Russell Twiss et sa famille à St-Liguori
Je n’ai pas documenté les greffes des notaires de St-Liguori et j’ai moins d’information à donner à son sujet. Dans l’Histoire de St-Liguori on lit que Russell Twiss serait décédé d’un accident de chasse. A.-C. Dugas son auteur précise qu’il était un des fabricants de nos fameuses horloges en bois. Les frères Twiss étaient encore fameux à St-Liguori en 1902.
François Lanoue dans Une nouvelle Acadie a publié la liste des censitaires de St-Jacques en 1861 selon le livre terrier de la seigneurie de St-Sulpice. Samuel Anderson, Russell Twiss et George Gilmour avaient les lots 590 et 591 (commué); Russell Twiss avait aussi des parties des lots 594 et 595 (commué).
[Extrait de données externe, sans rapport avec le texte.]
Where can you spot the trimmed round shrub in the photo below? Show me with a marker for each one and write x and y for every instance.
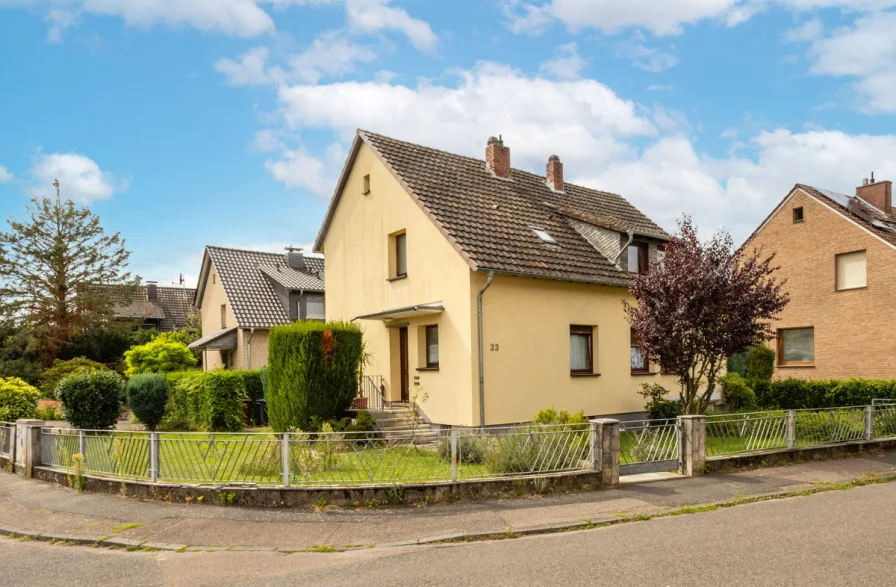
(160, 355)
(313, 372)
(737, 394)
(18, 400)
(50, 378)
(91, 400)
(147, 397)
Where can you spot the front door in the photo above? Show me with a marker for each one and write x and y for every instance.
(403, 364)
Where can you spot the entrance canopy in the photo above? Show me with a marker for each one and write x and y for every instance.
(222, 340)
(406, 312)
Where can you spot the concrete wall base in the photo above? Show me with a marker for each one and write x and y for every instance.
(362, 495)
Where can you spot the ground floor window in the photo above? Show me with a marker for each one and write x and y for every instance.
(796, 346)
(639, 361)
(581, 349)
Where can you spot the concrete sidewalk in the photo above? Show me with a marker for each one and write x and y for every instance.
(33, 507)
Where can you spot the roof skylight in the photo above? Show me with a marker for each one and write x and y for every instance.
(543, 234)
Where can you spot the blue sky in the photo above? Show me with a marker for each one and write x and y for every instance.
(187, 122)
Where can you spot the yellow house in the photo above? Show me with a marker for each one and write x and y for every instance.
(489, 291)
(242, 294)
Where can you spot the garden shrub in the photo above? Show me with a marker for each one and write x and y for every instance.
(48, 409)
(18, 400)
(738, 395)
(91, 400)
(760, 363)
(50, 378)
(657, 406)
(147, 397)
(314, 369)
(160, 355)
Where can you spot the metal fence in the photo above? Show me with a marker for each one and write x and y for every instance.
(7, 434)
(729, 434)
(648, 445)
(323, 458)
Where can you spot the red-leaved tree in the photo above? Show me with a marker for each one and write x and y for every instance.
(702, 303)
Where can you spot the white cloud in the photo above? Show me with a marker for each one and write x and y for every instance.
(865, 51)
(583, 118)
(566, 64)
(644, 57)
(809, 31)
(6, 176)
(372, 16)
(331, 54)
(244, 18)
(80, 177)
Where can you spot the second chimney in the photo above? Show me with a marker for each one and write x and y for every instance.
(554, 175)
(497, 157)
(877, 193)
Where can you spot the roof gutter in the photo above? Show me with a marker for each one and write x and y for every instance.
(488, 283)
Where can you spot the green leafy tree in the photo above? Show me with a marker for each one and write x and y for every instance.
(52, 265)
(161, 355)
(17, 399)
(147, 396)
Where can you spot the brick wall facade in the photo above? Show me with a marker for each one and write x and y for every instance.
(854, 329)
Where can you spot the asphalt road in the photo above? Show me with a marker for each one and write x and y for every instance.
(836, 538)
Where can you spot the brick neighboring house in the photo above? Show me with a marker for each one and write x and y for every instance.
(160, 308)
(838, 254)
(445, 259)
(242, 294)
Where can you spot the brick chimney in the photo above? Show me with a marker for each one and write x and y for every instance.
(497, 157)
(554, 173)
(877, 193)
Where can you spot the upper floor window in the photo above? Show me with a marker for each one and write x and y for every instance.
(851, 270)
(432, 347)
(314, 308)
(581, 349)
(639, 361)
(401, 254)
(796, 346)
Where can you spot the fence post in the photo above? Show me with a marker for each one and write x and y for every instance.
(869, 422)
(454, 455)
(154, 460)
(692, 451)
(790, 428)
(286, 460)
(28, 445)
(605, 449)
(82, 444)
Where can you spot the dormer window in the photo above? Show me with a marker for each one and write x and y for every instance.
(543, 234)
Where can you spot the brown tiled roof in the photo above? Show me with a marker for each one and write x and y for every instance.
(873, 219)
(245, 276)
(489, 220)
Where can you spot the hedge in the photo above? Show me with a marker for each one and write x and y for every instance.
(313, 372)
(212, 400)
(18, 400)
(791, 394)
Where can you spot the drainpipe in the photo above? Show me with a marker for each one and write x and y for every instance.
(631, 237)
(249, 349)
(488, 283)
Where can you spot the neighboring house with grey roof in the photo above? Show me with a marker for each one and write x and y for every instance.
(837, 254)
(446, 259)
(161, 308)
(242, 294)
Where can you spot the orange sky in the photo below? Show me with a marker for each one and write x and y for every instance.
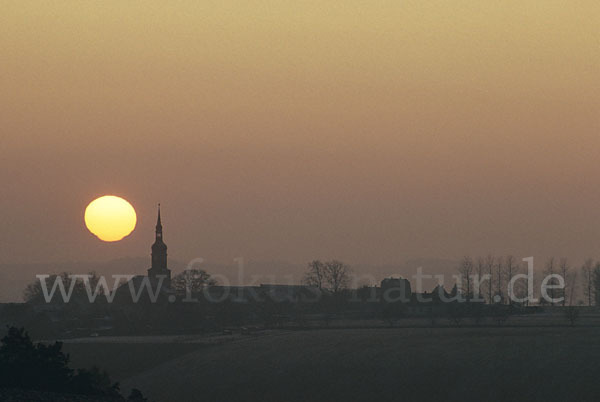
(370, 131)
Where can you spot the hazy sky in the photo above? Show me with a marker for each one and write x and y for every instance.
(362, 130)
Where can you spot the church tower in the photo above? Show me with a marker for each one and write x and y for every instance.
(159, 255)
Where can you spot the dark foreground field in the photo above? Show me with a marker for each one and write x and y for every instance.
(486, 364)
Ce sont tous des lots situés vers le centre du village de St-Liguori, près du moulin banal.
Lors du recensement de St-Liguori en 1851 Russell Twiss venait de décéder mais sa veuve Pamelia (Permela) Hall et ses enfants, Julius né à L’Industrie et Nelson, Alfred, Octavus, nés à St-Jacques sont recensés; ils étaient de religion baptiste. À la page suivante du recensement on lit que Russell est mort d’un coup de fusil reçu accidentellement.
Le 4 avril 1862 Joseph B. Twiss a été nommé procureur par son neveu Nelson W. Twiss demeurant à Meriden Connecticut pour vendre une propriété appartenant à son père Russell à St-Liguori à George Gilman cardeur au moulin de George Gilmour qui a signé comme témoin.
Le 8 février 1867 Aimé Dugas notaire de St-Liguori et procureur de Permela Twiss, Julius Twiss et Nelson Twiss de Meriden Connecticut a reçu la somme de 368 piastres dans un jugement contre Michel Vézina et autres. Le 31 août 1869 Aimé Dugas procureur de Gustavus Davis Twiss de Newhaven fils de Russell Twiss et Permela Hall a ratifié le contrat de la vente d’un terrain de St-Liguori à George Gilmour maître-meunier et cardeur; le même jour A. Dugas a envoyé une signification de l’acte de vente à G. Gilmour demeurant à Joliette.
Julius Twiss fils de Russell a été un important financier américain. Il est né à Joliette et une page internet qui lui est consacrée raconte l’histoire de ses ancêtres venus du Kerry en Irlande en 1680 en Nouvelle-Angleterre.
Les horloges Twiss fonctionnaient pendant 30 heures grâce à des poids qu’il suffisait de remonter. Le réglage des poids se faisait avec des petits cailloux dans les boîtes suspendues par un système de poulies. J’ai trouvé d’autres belles photos des mécanismes d’une horloge signée J. & R. Twiss Montreal sur un site de commerce en ligne, en voici quelques unes:
Les frères Twiss dans la revue d’histoire du Québec
La revue d’histoire du Québec Cap-aux-Diamants a publié une Brève histoire de l’horlogerie au Québec en 2000. Un paragraphe est consacré à l’histoire des frères Twiss:
L’arrivée de Russell dans la rue Côte-des-Neiges, vers 1832, permettra de poursuivre l’association des frères Twiss dans la vente d’horloges. Le commerce continuera à être prospère pendant encore quelques années. La rébellion de 1837 et probablement la mort de sa femme décideront Joseph à rentrer dans son pays d’origine.
Joseph avait déménagé à Joliette avant la rébellion de novembre 1837; en janvier 1837 il y habitait déjà. Et il a continué à vendre des horloges au Québec jusqu’en 1856 au moins. Si il avait perdu sa première femme en 1837 il a refait sa vie avec deux autres.